Something like this can set the mind racing, you imagine all sorts of terrible outcomes and scenarios. Or at least if you’re me you do. Within a day of first noticing the problem I was already internet-self-diagnosed with a plethora of hideous conditions and practically naming my guide dog. Such are the travails of the neurotic hypochondriac.

It’s at times like these you start to think about how many things we all take or granted. Our amazing senses usually work so smoothly, day after day, that any interruption to normal service comes as a very rude shock to the system.

Most of us will probably never experience fleeing a bombed-out home, or indeed waking up as a giant cockroach (hopefully). But many of us will at some point deal with unexpected challenges, stresses and difficulties of all sorts. In times such as these we can feel grateful for the support of loved ones, the marvels of modern medical science and the fortunate availability of cheap alcoholic beverages. Yoga, mindfulness meditation, and stoic philosophy all have their uses, but sometimes a couple of beers or a decent glass of wine really is just what the doctor ordered.

It’s probably comforting to think that should the worst happen and we do find ourselves one day coping with life as a huge freakish insect, at least we can still enjoy a few drinks, snacks and some suitable movies. Plus they say cockroaches could survive a major nuclear conflict, so there’s always a silver lining if you look for it.

©Text copyright Jason Lennick 2016. All rights reserved.


10 thoughts on “Curve balls and cockroaches

  1. Glad to hear it’s nothing serious. Internet diagnosis is never a good thing yet sometimes, with the doctors I’ve been unfortunate enough to come across, I think it’s the main tool for diagnosis from ‘professionals’ these days :/

    Liked by 1 person

  2. I’ve just had a small growth removed from my nose, and I’m waiting for the lab to tell me if it was cancerous. This is getting pretty common, now that I’m the other side of 60. I’ll take that glass of wine, please.

    Liked by 1 person

  3. So you’re suggesting I should hold a cold bottle of beer on my sore back instead of an ice pack?

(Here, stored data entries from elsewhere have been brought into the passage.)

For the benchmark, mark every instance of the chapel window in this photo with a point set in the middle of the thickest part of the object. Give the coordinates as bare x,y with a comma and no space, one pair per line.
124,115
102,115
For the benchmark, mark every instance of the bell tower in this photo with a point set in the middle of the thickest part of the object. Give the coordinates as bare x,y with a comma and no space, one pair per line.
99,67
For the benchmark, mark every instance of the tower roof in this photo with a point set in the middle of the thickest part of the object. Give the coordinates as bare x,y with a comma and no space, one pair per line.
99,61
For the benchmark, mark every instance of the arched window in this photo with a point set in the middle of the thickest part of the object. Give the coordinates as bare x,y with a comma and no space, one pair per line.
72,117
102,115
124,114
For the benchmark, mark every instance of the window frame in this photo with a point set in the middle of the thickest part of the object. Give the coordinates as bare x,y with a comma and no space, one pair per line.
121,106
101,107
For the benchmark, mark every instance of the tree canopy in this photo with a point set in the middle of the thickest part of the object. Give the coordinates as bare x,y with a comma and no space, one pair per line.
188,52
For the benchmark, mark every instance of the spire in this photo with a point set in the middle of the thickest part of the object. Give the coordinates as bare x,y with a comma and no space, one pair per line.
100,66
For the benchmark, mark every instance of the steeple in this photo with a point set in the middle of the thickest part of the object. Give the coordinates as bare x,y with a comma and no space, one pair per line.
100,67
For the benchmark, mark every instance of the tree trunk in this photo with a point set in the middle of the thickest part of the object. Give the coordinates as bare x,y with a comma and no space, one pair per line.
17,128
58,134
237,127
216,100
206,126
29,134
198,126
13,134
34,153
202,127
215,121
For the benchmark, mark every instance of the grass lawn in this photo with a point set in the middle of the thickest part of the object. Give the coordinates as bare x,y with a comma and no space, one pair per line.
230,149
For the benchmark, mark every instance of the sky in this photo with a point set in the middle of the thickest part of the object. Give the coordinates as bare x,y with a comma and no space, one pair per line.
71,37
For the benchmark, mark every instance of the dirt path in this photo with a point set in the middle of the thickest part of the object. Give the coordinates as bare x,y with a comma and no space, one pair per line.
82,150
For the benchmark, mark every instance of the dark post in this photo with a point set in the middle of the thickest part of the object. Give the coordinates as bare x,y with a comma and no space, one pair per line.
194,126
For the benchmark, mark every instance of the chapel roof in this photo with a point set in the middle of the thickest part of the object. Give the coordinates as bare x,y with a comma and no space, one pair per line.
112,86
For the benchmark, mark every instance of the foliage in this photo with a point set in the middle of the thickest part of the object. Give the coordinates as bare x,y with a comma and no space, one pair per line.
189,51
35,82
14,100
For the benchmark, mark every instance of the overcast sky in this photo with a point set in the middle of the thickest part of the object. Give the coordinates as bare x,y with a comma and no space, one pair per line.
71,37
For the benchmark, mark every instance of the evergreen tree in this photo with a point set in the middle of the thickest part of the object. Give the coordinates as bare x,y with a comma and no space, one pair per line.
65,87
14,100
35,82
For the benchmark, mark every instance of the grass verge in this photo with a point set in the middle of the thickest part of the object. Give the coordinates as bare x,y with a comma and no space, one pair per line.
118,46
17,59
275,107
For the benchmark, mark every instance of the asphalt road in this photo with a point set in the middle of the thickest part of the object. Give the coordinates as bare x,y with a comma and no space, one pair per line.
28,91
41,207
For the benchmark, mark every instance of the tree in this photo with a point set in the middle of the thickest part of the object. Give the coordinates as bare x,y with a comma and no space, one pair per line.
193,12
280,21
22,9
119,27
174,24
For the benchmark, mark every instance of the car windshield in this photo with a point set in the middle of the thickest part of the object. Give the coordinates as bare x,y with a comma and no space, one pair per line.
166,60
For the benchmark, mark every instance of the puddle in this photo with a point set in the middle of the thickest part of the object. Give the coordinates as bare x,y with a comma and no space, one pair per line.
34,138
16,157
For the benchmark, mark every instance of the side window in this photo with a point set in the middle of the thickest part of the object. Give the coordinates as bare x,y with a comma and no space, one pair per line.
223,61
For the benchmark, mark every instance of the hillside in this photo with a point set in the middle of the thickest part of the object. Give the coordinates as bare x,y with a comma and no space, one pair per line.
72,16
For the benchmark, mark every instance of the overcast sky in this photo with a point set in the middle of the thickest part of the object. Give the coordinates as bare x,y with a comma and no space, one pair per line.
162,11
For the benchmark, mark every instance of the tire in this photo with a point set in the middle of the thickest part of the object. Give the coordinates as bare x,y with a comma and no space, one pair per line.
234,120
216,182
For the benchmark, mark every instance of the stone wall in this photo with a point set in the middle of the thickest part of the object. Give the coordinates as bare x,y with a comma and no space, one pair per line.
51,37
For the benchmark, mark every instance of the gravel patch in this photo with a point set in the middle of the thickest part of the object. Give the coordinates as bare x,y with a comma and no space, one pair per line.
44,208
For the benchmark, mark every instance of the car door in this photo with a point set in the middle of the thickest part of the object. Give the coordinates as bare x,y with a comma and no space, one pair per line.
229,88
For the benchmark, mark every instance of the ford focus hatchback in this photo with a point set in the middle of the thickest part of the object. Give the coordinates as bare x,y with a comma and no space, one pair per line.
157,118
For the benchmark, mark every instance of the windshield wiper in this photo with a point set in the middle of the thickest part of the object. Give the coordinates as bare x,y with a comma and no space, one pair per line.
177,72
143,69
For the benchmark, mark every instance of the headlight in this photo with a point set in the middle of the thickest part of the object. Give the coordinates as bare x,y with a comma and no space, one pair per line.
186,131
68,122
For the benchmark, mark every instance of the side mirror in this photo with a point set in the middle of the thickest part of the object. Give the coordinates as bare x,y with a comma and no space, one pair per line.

I know what you mean about the curve balls, and perspective is important even when contemplating potential ones.

    Liked by 1 person

  4. The central serous chorioretinopathy must have been very worrying when you first noticed it, Jason. I’m glad it turned out not to be so serious in the end. You’re absolutely right to say that life-changing events can fall on us from a clear blue sky. (I’m going to be glancing upward uneasily when I go to the supermarket later.)